In my last blog on Learning From Weeds: Part 1, I announced my intention to explore whether the study of weeds might be useful in providing insights into how to start, grow, and sustain a business. I also began examining how we might go about defining what a weed is and suggested that any attempt at a scientific defination would have to take into account our own biases and interests in categorizing one type of vegations as good, and another type as bad, or a weed.

One appoach to defining what a weed is involves enumerating the properties that the "ideal" weed exhibits. The ideal weed is a super weed that has all of the invasive powers that a weed might possess. If an actual weed possessed all these powers, then that would be a very difficult weed to compete against or get rid off. So weeds can be judged as more or less weedy in proportion to how many of these weedy properties they possess.
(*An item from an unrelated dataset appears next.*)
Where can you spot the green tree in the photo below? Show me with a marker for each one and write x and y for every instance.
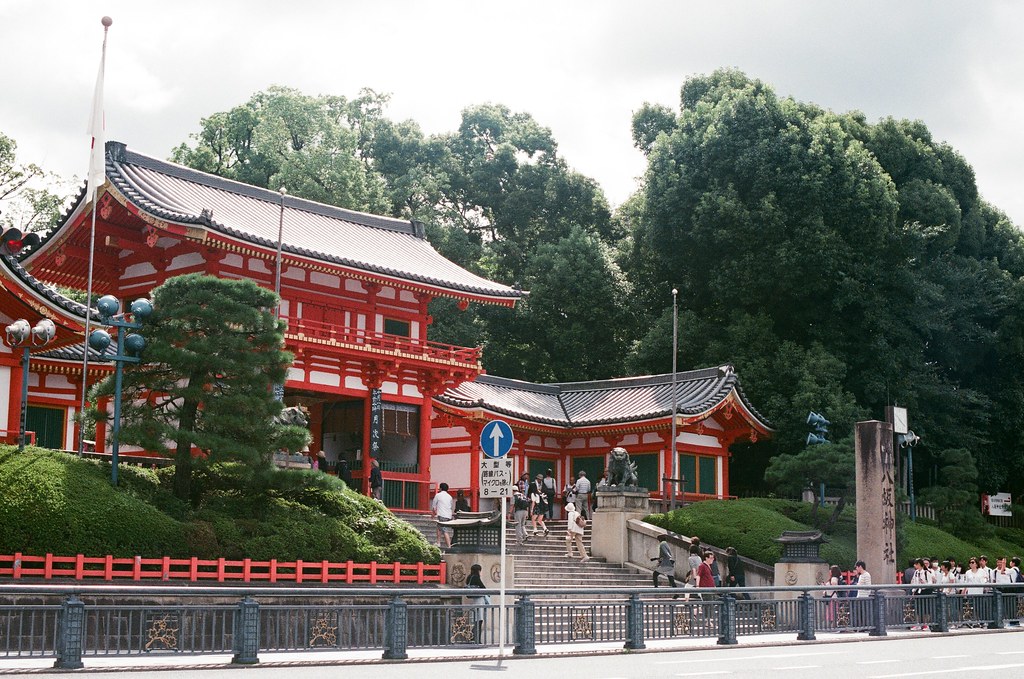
(839, 264)
(31, 199)
(213, 352)
(281, 137)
So what are the properties of an "ideal" weed. This is the point at which I need to introduce another reference I am using to understand weed dynamics. One of the best academic treatments on weeds is The Ecology of Weeds and InvasivePlants (2007, 3rd Edition) by Steven Radosovish, Jodie Holt, and Claudio Ghersa.

I'm making my way slowly through this academic text. It is a slow process to read for awhile and then stop and think about how thes ideas might relate to starting, growing, and sustaining a business. Sometimes the connections are easy to come up with, sometimes it is frustrating and the connections seem a bit forced. Luckily, what I am learning about weeds from this book is very interesting and agronomically useful to know so that is helping to keep this project moving ahead.

I digress.

An important paper cited in this book is by H.G Baker who wrote an academic article in 1974 called "The evolution of weeds". Here he came up list called the Ideal Characteristics of Weeds. It is reproduced below:

  • Germination requirments fulfilled in many environments.
  • Discontinuous germination (internally controlled) and great longevity of seed.
  • Rapid growth through vegetative phase to flowering.
  • Continuous seed production for as long as growing conditions permit.
  • Self-compatibility but not complete autogamy or opomixis.
  • Cross-pollination, when it comes, by unspecialized visitors or wind.
  • Very high seed output in favorable environmental circumstances.
  • Production fo some seed in a wide range of environmental conditions; tolerance and plasticity.
  • Adaptations for short-distance dispersal and long-distance dispersal.
  • If perrenial, vigorous vegetative reproduction or regeneration from fragments.
  • If perrenial, brittleness, so as not to be drown from the ground easily.
  • Ability to complete interspecifically by special means (rosettes, choking growth, allelochemicals).

So the game here is to look for business analogues for each of the terms used here.

For example, "Germination requirements fullfilled in many environments" might mean that the establishment and growth of a business depends upon how many niches the business can sell their product or service into. If the product or service only has a small market that it can serve, then that business can only get so big. So when examining the growth potential of a business, you might judge that potential by how big a market the product or service and appeal to (germination requirements fullfilled in many environments). This may not be an earth shattering insight, but it might suggest that weeds and businesses are sufficiently similiar in their dynamics that one model system (Model 1 = Weeds) might be mapped onto another model system (Model 2 = Business). This facilitates inductive reasoning about the mapped to system (Model 2 = Business).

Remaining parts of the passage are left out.